Cloud Run GPU Sidecars Need Deployment Discipline

Outcome focus: Clarified Cloud Run GPU sidecar deployment choices so model storage, service YAML, startup ordering, authentication, and billing constraints are explicit before launch.

Cloud Run makes the Ollama plus Open WebUI pattern look simple.

That is both the appeal and the trap.

The appealing part is real. You can run Open WebUI as the ingress container, run Ollama as a sidecar, attach a GPU to the Ollama container, and serve a local model without managing a Kubernetes cluster. Cloud Run handles the service boundary, scaling, revisions, traffic, and a lot of operational surface that I do not want to rebuild for a small inference interface.

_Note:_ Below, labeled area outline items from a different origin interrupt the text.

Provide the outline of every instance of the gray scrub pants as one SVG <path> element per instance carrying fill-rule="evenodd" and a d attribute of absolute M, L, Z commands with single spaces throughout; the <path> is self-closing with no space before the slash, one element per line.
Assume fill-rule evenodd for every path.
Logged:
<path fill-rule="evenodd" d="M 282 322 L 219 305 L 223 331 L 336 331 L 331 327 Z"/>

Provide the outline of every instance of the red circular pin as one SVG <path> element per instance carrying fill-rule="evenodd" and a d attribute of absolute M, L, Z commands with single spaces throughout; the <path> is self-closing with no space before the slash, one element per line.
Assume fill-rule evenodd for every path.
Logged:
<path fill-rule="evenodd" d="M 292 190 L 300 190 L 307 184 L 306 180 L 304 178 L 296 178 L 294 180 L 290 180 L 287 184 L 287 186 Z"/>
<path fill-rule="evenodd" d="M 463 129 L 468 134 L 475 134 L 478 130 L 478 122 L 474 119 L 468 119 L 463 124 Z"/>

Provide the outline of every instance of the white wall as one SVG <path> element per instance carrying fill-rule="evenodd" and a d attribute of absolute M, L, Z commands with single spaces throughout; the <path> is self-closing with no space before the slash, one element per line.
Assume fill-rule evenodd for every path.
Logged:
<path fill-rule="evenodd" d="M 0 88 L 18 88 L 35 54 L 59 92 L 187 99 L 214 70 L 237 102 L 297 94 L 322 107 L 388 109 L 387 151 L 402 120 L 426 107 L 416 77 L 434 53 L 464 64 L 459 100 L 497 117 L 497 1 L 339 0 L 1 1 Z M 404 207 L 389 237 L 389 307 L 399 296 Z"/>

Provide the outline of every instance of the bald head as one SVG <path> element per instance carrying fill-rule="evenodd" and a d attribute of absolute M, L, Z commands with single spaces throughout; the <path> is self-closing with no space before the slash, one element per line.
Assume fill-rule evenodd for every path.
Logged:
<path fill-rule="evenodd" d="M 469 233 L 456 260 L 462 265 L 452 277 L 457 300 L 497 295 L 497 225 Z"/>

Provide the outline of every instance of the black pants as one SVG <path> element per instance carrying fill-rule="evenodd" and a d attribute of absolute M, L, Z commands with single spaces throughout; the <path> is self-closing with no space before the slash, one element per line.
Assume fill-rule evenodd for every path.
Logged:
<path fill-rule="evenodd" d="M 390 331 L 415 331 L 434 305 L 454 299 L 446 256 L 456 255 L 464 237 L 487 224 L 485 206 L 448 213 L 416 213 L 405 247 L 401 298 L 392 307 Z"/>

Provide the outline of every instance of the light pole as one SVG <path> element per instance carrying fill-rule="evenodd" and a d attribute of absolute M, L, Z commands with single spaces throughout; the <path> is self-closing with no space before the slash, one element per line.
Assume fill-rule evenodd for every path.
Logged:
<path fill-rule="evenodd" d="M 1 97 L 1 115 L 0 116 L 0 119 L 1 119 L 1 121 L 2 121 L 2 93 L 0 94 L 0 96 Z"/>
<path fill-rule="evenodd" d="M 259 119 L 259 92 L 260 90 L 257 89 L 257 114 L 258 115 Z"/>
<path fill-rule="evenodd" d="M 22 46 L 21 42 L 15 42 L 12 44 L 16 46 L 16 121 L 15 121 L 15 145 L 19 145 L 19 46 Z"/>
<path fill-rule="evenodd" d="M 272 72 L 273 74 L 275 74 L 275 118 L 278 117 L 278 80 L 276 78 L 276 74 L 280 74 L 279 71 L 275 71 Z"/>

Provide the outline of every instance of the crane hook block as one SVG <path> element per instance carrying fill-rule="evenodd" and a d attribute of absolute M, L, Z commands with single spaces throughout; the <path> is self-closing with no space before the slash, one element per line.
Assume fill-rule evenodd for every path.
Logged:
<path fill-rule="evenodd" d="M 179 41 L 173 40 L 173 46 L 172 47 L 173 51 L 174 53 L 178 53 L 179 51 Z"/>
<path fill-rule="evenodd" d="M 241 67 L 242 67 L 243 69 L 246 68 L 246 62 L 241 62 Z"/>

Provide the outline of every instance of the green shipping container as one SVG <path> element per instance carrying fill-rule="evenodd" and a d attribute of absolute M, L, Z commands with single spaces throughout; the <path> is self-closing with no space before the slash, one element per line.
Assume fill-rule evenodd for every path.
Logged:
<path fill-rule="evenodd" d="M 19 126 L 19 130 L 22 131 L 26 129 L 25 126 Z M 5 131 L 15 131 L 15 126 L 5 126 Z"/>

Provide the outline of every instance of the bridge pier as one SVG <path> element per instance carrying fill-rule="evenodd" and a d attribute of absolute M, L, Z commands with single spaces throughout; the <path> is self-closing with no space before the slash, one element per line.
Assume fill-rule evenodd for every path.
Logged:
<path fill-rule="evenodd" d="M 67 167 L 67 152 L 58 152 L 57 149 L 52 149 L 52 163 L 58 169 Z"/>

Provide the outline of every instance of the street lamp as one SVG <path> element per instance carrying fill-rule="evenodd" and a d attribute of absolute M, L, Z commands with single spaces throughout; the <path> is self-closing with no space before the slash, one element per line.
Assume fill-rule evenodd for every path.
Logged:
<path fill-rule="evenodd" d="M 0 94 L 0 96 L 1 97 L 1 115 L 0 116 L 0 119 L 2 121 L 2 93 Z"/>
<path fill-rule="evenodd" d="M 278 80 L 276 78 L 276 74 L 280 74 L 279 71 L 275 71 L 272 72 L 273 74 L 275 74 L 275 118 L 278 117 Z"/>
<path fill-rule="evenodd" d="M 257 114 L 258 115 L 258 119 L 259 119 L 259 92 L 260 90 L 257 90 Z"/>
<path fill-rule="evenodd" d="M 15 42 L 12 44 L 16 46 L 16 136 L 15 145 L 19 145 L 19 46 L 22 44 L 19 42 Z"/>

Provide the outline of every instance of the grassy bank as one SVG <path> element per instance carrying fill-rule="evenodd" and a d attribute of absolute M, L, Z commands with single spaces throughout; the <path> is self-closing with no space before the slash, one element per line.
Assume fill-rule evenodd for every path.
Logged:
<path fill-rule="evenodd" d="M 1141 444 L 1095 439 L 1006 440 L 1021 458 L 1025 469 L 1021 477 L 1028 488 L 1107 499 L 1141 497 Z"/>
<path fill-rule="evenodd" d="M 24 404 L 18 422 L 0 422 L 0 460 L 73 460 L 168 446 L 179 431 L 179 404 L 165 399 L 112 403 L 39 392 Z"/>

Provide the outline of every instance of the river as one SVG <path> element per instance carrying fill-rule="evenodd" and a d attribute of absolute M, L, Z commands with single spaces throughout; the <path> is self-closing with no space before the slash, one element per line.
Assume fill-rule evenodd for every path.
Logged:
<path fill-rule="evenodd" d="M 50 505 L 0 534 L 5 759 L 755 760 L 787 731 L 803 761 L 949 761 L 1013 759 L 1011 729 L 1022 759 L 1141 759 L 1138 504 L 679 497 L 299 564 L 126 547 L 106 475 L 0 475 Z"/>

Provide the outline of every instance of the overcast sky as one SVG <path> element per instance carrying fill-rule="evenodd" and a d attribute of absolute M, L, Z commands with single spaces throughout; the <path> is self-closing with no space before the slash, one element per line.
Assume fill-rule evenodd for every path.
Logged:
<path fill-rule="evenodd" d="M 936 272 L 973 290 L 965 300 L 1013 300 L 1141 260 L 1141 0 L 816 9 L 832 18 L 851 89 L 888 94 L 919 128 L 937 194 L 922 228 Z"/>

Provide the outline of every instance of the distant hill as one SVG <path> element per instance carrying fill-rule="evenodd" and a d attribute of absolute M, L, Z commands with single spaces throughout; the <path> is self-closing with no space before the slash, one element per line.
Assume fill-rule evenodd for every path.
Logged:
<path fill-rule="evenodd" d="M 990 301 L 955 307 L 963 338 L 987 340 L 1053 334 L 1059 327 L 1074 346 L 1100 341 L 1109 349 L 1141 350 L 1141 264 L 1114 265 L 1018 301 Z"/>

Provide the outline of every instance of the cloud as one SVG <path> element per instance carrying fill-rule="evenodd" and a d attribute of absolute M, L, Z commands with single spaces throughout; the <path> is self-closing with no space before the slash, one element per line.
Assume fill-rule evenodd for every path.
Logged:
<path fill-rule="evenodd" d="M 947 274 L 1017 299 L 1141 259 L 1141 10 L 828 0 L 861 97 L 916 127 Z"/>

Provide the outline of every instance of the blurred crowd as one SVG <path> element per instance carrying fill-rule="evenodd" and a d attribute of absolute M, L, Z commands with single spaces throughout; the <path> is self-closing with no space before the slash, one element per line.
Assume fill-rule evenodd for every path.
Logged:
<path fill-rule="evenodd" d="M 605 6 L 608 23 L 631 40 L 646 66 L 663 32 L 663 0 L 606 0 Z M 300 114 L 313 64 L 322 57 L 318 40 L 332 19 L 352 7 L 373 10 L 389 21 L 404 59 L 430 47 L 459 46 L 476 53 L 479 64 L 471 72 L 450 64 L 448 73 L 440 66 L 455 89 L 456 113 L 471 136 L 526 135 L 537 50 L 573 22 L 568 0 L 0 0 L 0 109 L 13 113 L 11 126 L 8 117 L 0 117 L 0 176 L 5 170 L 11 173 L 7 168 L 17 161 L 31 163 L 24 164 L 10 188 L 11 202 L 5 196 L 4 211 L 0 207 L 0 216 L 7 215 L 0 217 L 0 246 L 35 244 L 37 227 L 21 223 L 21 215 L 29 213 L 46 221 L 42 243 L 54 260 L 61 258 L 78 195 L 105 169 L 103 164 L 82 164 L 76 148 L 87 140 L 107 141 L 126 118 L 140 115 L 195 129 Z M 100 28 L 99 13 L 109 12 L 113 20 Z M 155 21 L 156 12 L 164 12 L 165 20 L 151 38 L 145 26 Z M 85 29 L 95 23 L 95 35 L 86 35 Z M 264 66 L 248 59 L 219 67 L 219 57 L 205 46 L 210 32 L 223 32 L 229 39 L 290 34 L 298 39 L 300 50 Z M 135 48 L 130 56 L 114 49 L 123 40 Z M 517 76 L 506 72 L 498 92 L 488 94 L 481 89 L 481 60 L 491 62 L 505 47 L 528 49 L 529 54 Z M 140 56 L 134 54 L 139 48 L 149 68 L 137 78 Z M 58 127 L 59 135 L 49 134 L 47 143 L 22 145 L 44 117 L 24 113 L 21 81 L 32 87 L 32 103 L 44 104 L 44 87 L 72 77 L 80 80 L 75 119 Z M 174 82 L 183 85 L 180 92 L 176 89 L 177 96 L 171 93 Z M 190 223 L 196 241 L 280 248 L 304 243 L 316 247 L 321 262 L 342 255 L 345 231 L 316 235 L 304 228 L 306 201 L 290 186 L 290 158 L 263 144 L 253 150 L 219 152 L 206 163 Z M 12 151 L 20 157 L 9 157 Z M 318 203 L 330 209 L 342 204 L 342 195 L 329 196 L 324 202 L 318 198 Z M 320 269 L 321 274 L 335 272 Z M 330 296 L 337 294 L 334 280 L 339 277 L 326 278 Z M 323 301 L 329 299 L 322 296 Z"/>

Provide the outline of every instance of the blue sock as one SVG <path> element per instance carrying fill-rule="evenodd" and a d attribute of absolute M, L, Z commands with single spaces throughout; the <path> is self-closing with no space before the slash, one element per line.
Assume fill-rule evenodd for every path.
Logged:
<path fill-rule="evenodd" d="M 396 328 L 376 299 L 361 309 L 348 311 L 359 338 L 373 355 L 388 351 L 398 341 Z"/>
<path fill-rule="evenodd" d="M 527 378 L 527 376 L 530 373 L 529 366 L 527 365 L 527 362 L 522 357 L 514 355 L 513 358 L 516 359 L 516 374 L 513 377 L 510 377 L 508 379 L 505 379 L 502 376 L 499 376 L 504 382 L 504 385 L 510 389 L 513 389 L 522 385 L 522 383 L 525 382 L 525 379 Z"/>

The trap is that this deployment has several details that look interchangeable but are not. A Dockerfile that bakes a model into the image is not the same design as a service that mounts models from Cloud Storage. A Cloud Run service YAML is not the same thing as a source deploy command. A sidecar that starts eventually is not the same thing as a sidecar that is healthy before the ingress container connects to it. A public Open WebUI endpoint with WEBUI_AUTH=false is not a harmless demo setting once it is reachable by anyone.

This is the kind of setup where the first mistake often works just well enough to hide the second mistake.

I like Cloud Run for this shape of workload because it keeps the platform small. But the service spec has to be deliberate. The GPU should be attached to exactly one container. The model storage path should match the chosen build strategy. The deployment command should apply a service spec, not try to infer one from source. Open WebUI should know that Ollama is at http://localhost:11434. Authentication should be treated as part of the architecture, not a note at the end.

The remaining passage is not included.